At RIT, Scheiderich designed a six-foot-long packing crate to house the three-dimensional color diorama, and together with railroad club members and a copy of Link’s notations regarding the technicalities of illuminating an outdoor space at night, completed the project in five weeks.

Helping out was Otto Vondrak, ’99 (graphic design) who now works as an art director in Connecticut.

“Otto founded the RIT Model Railroad Club in 1996 with Tom Rohatsch, ’00 (manufacturing technology). They were a dichotomy of two driving forces just like what we saw at the Imagine festival,” Scheiderich explains.

“The RIT Railroad Club is the perfect example of what Dr. Destler says about right brain, left-brain creativity, because model railroading involves both engineering and design skills.”
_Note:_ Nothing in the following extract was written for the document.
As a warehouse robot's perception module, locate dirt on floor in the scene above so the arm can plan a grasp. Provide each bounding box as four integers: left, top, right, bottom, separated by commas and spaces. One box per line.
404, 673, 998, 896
And the rail-trail connection doesn’t stop there. Vondrak met Link when he was in high school and the legendary photographer actually took the boy under his wing to show him the magic of railroading.

“He had a collection of railroad equipment that he was storing in New Jersey that he took me to see and he tried to teach me some things about photography, but I was so young I didn’t really grasp the importance,” Vondrak recalls.

“The Trains exhibition is so important to see,” adds Vondrak. “It keeps us on track with our history.”